Inconscientemente ele bebia das duas vertentes doces que lhe chegavam à boca, com a chegada da noite. Amava Maria e queria Antonietta. Qualquer uma das duas que lhe faltasse quebraria sua paz conjugal. Resolvera viver a vida dessa forma. Elas não ignoravam nada.
_ Maria, você é a minha legítima.
_E por que você não se desfaz dela, Leopoldo?
_Porque você nunca aprendeu a me dar o que ela me proporciona.
_Só se eu for aprender com ela.
_Não! Você é pura. Continue assim. Essa outra coisa é só para ela. Você é uma mulher séria!
_Mas você não está cumprindo com seu dever de homem. Prefere a outra, deslealmente.
_O quê, Maria? O que você está me dizendo?
_Faz oito meses que não faz sexo comigo. Eu tenho me agüentado porque sou forte.
_Eu pensava que você não gostava de fazê-lo!

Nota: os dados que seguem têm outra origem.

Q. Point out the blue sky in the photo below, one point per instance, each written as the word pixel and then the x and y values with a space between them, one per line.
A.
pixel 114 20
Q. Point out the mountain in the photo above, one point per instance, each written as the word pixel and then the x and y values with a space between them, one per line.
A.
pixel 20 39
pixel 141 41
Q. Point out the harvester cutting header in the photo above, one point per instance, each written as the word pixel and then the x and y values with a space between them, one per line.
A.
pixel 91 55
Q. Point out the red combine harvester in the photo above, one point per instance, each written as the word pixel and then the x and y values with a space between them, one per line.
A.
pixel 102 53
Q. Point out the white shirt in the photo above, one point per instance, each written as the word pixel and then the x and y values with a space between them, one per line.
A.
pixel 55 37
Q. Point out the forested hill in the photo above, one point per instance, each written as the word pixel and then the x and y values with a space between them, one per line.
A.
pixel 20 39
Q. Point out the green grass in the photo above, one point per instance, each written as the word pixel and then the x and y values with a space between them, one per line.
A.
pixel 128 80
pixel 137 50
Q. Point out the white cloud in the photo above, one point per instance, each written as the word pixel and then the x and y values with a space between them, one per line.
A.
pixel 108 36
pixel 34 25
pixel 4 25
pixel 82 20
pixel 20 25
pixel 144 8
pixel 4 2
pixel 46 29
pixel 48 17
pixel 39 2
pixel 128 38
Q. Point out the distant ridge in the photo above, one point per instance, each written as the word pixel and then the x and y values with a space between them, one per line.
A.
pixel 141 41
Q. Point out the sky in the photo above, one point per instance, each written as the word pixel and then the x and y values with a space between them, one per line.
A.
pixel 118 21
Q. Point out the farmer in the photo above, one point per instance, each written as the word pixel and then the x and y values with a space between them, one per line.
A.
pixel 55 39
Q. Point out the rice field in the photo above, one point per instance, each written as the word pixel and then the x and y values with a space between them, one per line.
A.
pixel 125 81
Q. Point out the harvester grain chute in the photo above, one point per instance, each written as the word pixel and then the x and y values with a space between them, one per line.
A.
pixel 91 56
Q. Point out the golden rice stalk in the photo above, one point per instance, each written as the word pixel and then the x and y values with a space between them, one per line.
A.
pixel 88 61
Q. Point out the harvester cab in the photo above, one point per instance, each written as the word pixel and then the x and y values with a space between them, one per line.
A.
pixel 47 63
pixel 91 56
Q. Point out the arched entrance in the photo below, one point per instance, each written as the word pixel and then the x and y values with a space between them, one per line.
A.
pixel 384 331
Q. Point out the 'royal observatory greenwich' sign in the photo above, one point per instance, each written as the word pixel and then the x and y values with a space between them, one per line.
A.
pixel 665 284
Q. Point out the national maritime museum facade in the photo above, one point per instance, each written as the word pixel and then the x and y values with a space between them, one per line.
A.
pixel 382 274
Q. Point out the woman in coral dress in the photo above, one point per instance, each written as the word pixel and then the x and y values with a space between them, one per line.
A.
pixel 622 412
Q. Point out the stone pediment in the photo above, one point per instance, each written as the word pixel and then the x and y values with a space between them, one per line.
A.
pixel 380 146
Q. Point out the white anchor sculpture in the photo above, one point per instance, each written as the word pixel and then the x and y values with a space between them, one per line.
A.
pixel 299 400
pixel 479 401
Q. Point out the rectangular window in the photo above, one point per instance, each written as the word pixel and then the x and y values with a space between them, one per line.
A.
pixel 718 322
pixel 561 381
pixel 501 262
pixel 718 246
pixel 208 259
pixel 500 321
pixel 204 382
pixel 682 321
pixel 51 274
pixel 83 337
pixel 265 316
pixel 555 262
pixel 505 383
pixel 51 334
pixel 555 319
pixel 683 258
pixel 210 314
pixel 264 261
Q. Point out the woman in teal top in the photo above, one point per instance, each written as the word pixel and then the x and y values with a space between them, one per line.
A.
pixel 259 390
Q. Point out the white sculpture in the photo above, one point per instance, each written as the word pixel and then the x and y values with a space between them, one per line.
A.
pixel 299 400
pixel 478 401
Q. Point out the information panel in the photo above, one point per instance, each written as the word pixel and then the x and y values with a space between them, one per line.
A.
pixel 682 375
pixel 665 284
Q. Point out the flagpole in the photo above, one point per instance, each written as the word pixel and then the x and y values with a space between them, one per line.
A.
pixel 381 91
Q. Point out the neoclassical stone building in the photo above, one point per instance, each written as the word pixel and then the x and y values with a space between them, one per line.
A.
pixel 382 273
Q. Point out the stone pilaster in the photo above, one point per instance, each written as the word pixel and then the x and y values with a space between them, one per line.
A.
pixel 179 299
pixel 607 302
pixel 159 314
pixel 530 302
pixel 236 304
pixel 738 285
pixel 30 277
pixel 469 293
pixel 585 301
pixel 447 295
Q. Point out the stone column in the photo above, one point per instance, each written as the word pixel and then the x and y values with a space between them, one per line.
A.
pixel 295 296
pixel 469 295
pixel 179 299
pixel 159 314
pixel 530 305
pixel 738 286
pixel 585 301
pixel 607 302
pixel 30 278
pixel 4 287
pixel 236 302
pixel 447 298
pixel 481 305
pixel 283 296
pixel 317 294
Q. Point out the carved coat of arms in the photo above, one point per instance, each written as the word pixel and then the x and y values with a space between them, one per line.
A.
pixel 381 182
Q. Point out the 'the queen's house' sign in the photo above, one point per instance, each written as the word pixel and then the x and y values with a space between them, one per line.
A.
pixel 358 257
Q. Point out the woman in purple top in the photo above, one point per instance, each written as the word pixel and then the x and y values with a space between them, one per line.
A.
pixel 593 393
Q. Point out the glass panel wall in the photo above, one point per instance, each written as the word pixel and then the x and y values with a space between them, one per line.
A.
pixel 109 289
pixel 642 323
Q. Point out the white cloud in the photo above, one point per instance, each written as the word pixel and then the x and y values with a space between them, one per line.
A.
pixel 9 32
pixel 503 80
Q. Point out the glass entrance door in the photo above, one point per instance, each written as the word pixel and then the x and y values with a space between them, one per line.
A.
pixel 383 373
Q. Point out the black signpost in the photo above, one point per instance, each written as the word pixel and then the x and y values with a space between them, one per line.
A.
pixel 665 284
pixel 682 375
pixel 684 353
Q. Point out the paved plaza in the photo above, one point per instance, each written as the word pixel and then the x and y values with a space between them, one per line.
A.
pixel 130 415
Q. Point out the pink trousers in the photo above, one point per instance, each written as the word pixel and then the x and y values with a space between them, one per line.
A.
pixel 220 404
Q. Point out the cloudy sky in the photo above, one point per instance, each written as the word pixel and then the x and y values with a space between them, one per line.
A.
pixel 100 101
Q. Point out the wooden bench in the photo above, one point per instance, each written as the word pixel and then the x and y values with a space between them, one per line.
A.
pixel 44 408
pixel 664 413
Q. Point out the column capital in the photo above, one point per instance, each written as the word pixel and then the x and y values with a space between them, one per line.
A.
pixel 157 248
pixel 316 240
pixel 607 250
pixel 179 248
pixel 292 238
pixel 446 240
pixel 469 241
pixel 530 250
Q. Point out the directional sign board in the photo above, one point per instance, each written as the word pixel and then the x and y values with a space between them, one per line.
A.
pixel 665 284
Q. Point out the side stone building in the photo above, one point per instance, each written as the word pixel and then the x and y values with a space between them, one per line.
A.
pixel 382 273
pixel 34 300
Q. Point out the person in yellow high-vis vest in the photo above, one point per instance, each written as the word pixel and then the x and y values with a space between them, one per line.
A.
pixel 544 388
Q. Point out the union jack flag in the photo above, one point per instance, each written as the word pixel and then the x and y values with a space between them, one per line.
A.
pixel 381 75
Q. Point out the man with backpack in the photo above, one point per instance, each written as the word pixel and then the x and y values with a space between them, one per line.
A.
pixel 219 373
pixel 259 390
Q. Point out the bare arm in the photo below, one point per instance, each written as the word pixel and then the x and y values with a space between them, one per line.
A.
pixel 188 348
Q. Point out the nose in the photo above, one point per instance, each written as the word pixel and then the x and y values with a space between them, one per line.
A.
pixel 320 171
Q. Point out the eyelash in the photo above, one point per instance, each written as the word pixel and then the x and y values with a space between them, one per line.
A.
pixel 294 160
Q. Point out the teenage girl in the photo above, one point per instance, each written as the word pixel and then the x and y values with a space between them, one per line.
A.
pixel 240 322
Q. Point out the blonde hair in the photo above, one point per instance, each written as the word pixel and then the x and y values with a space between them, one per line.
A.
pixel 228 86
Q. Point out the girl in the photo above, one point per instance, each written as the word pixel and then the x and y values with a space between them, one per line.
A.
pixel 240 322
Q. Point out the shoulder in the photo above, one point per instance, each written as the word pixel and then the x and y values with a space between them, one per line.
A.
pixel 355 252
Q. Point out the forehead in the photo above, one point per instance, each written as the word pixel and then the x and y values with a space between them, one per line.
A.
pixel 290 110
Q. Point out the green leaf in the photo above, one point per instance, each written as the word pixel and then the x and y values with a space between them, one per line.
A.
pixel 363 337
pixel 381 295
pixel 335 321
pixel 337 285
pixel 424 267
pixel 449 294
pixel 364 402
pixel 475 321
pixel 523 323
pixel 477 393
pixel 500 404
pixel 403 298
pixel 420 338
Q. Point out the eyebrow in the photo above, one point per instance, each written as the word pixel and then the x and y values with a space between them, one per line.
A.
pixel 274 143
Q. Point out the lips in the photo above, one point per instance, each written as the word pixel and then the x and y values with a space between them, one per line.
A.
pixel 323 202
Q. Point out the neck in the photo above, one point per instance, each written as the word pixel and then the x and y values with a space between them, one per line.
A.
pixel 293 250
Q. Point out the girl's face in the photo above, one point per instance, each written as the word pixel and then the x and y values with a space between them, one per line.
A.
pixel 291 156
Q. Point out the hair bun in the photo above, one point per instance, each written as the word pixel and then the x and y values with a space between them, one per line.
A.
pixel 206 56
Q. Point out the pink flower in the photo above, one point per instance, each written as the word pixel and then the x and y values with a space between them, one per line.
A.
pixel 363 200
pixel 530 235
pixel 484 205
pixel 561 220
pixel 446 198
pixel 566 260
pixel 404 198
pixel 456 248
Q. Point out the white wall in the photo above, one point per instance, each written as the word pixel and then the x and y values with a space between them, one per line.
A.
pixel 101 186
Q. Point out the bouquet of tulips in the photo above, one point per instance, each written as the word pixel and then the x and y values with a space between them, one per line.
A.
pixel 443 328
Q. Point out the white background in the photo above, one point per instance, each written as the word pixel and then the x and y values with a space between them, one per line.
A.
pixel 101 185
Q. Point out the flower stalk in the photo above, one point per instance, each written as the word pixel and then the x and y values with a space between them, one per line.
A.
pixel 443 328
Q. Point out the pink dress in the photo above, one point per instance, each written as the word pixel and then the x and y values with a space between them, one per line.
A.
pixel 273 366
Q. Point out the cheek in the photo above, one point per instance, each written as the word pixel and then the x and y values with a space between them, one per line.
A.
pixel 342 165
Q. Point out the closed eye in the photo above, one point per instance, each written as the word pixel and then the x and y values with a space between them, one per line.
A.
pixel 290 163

_E por acaso eu sou doente? Eu não sei fazê-lo bem, porque nunca me educaram para ser Antonietta, mas só Maria. Nem ao menos sei ler bem para poder comprar revistas eróticas e aprender tudo isso que a outra faz e lhe encanta tanto. Sou uma mulher desletrada.
_Maria, não quero ouvir esse discurso seu. Mudemos de assunto. Você não é disso.
E levantando-se, saiu de casa. Foi até a casa trinta e seis da rua Wenceslau Braga. Ali havia alguém à sua espera, talvez até semidesnuda e cheirosa, enchendo a lingerie florida.
É..., tudo isso ele encontrou e muito mais. Deliciou-se com o desjejum do corpo e da alma, massageou seu ego e foi aos seus armazéns negociar alegre. Fartara-se com muito fôlego.
Soube, após quatro anos de casado com Maria, que ela parira uma bela criança na qual ele pôs o nome de Maria Antonietta de Adonir Gonçalves. Só não sei se o destino as quis dividindo o amor dele por muito mais tempo. A união tão desejada e apreciada por ele dera o nome à filha. As duas qualidades que pensava poder a pequenina ter algum dia para ser mais feliz que os três, foram entregues assim a ela. Mas acontece que os sentimentos e os desejos não moram nas palavras, andam por caminhos que a própria natureza desconhece. Leopoldo nunca soube que a pequena Maria Antonietta nunca fora sua filha biológica. Onde há tímidas Marias, há fumaça e há fogo!